I love artificial intelligence (AI) tools such as ChatGPT and Gemini. I downloaded the free versions of the apps to my phone and use them throughout the day. I ask questions to identify the actors in the TV shows I watch, to get quick and easy instructions on how to get to places in New York City, where I live, and how to fix the devices in my life when glitches occur.
Professionally, I have learned to use the paid version of ChatGPT and customized AI systems. These tools can synthesize and summarize information from multiple uploaded documents and can help an employee quickly vet the quality of information and writing. Within seconds, it can provide a new and improved version of a report or study, presenting it in whatever style the user likes.
The nuance here, however, is that employees must understand how to get these AI tools to go a step further in doing their due diligence and in double-checking specific points.
Treat AI Like an Employee Who Is Still Learning
When I give an AI bot instructions and it presents me with a finished product, I always re-copy and paste my original instructions into the prompt box and say: “Are you sure you did the following? Please double-check. Be meticulous in your double-checking.”
Frequently, the system will tell me I was right to ask it to double-check and that it found places where it had not explicitly followed my instructions.
I sometimes ask it to go back and check again. Finally, I ask, “Please present me with your finalized version that you are as close to 100 percent certain as possible follows my directions exactly.”
Without push-back, there is a fair chance the AI tool will fall short of perfection in what it presents.
Similarly, it’s important in the instructions to tell the bot not to include any information in the final product that the user (i.e., your employee) did not give it, or which was not explicitly stated in the source material given to it. Otherwise, being “generative” AI, the technology can start making projections or adding into the final product what some call “hallucinations.”
Train Employees to Train AI
Like a human employee, the AI tool(s) your employees are given need training. For example, when using a paid version of ChatGPT to check past editions of a newsletter for potential duplicates of material, I trained the tool to use a methodical three-step process. The newsletter I was working on when using this AI tool contained synthesized versions of articles that came from other publications. The source of the summarized articles (the publications the material came from) was always listed above the headlines. I found that the AI tool needed to be told that as a first step to determining if I was about to use a post that had been used already, it should look for other summaries in past editions from the same source material/publication as the post I was considering putting into an upcoming edition. An intelligent human employee probably would have figured that out on their own; the AI tool needed to be trained to do so.

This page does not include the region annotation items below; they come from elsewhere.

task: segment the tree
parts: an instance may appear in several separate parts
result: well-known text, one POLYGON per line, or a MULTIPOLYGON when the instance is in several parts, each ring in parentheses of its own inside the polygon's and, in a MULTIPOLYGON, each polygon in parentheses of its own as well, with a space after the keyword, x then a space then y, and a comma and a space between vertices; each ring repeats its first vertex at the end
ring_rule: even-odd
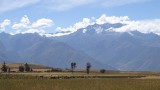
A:
POLYGON ((100 72, 101 72, 101 73, 105 73, 106 70, 105 70, 105 69, 101 69, 100 72))
POLYGON ((76 68, 76 63, 75 62, 72 62, 71 63, 71 70, 72 70, 72 73, 73 73, 73 70, 76 68))
POLYGON ((2 72, 7 72, 7 66, 5 62, 3 63, 1 70, 2 72))
POLYGON ((91 68, 91 63, 87 62, 87 63, 86 63, 86 71, 87 71, 87 74, 90 73, 90 68, 91 68))
POLYGON ((22 66, 22 65, 19 66, 19 71, 20 71, 20 72, 24 72, 24 66, 22 66))
POLYGON ((29 72, 31 70, 31 68, 29 67, 29 65, 27 63, 24 65, 24 67, 25 67, 26 72, 29 72))

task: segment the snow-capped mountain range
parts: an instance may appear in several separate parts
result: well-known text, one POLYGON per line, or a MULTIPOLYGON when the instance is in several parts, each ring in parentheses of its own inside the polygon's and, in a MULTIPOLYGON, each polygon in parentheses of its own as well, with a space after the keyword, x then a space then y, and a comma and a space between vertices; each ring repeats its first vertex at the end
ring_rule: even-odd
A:
POLYGON ((62 68, 72 61, 79 68, 91 62, 99 69, 160 71, 160 36, 137 28, 122 31, 126 27, 126 23, 95 23, 56 34, 1 33, 0 60, 62 68))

Push Back/Ask Follow-Up Questions
Sometimes in response to a prompt, the AI tool will give information that is correct but lacks detail. It may do this to be cautious, but the result can lack meaning. For example, in my work with newsletters, I asked it to rewrite and improve headlines from the source material. It sometimes gave me headlines that were factually correct but so general that they would never engage readers. For a synthesized study on a specific innovation in care for a particular cancer, for instance, AI offered this generic headline: “Latest Innovations Offer New Hope in Cancer Care.” I pushed back, saying, “That is too vague. Can you write a headline with greater detail, using specific points from the information I gave you?”

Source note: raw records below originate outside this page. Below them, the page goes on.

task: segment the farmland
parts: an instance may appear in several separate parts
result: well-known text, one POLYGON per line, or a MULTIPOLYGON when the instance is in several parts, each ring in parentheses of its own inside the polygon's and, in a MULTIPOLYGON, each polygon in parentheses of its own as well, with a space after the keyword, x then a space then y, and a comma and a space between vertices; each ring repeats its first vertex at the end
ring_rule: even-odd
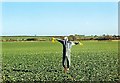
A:
POLYGON ((71 49, 71 66, 62 67, 62 45, 3 42, 3 81, 118 81, 118 42, 82 41, 71 49))

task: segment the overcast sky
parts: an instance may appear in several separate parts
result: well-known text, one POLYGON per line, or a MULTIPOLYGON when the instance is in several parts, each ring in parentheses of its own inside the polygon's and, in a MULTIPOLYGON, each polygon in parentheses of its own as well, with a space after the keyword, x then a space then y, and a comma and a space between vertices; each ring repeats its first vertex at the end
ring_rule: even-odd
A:
POLYGON ((118 34, 117 2, 4 2, 2 35, 118 34))

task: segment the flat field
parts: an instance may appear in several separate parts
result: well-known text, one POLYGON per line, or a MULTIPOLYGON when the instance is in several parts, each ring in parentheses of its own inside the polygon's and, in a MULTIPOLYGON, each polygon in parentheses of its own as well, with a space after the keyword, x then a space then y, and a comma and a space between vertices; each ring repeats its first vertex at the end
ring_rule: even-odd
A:
POLYGON ((3 42, 3 81, 118 81, 118 42, 82 41, 71 49, 71 66, 62 67, 58 42, 3 42))

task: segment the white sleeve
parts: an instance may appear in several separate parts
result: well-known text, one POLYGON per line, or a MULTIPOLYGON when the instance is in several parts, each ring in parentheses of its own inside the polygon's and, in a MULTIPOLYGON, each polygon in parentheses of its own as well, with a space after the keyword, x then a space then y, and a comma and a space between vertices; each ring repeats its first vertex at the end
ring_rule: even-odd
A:
POLYGON ((75 45, 75 43, 71 41, 71 45, 73 46, 73 45, 75 45))

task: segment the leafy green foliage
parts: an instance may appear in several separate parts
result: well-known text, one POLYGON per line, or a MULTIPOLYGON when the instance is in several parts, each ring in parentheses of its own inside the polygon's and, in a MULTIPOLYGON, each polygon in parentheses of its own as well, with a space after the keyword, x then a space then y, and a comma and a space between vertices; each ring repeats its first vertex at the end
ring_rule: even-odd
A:
POLYGON ((62 67, 62 45, 3 42, 3 81, 118 81, 118 42, 84 41, 73 46, 70 70, 62 67))

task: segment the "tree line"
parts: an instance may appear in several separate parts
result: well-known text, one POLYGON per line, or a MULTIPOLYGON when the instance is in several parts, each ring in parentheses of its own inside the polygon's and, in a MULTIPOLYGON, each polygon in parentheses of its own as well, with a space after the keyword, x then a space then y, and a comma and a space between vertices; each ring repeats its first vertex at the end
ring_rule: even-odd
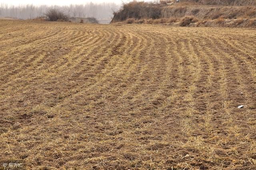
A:
POLYGON ((119 8, 114 3, 95 4, 90 2, 85 4, 70 4, 60 6, 33 4, 8 5, 0 4, 0 18, 10 17, 20 19, 33 19, 43 16, 50 9, 58 9, 70 17, 94 17, 98 19, 111 18, 113 12, 119 8))

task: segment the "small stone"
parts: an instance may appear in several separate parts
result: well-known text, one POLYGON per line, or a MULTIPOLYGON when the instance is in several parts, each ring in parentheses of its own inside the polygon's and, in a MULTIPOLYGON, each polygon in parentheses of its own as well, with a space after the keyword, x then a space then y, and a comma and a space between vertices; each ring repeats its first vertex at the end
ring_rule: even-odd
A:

Train Employees to Offer AI Constructive Criticism
Just as people often are taught in high school and college (and maybe even earlier) to offer peers constructive criticism, the AI tool your employees work with also needs constructive feedback.

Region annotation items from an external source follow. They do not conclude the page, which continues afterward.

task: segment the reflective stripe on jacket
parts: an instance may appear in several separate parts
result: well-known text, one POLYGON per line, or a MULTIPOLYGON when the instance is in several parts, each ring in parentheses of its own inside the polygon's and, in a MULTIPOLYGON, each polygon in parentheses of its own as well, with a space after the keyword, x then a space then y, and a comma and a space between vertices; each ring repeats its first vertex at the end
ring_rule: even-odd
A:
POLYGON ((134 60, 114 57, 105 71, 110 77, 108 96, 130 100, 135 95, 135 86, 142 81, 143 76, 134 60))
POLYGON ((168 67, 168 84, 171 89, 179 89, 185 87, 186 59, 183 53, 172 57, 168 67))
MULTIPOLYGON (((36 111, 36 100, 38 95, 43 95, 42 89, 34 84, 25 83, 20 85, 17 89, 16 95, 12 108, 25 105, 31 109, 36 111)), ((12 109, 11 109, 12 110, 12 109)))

It’s easy to get frustrated with a technology tool and tell it, “I can’t believe you made a mistake like that.”
Instead, the AI tool can benefit from the same process an employee may (hopefully) already know to go through with a human: “Do you know why you made that mistake?”
I’ve found the AI system usually does know and can state exactly why it was not able to do what you asked it to do. I then follow up with: “Please tell me the process you’re going to remember to do going forward so that mistake doesn’t happen again.”
Push AI to Go Further
AI is infamously known for exhibiting the same biases and prejudices as the people who created it. It also has the human tendency to do its best with a little push. Employees who are trained to offer that push in the form of incisive questions and feedback can make an AI tool an invaluable part of their work process.
Do you train employees on how to get AI technology to give them the best results?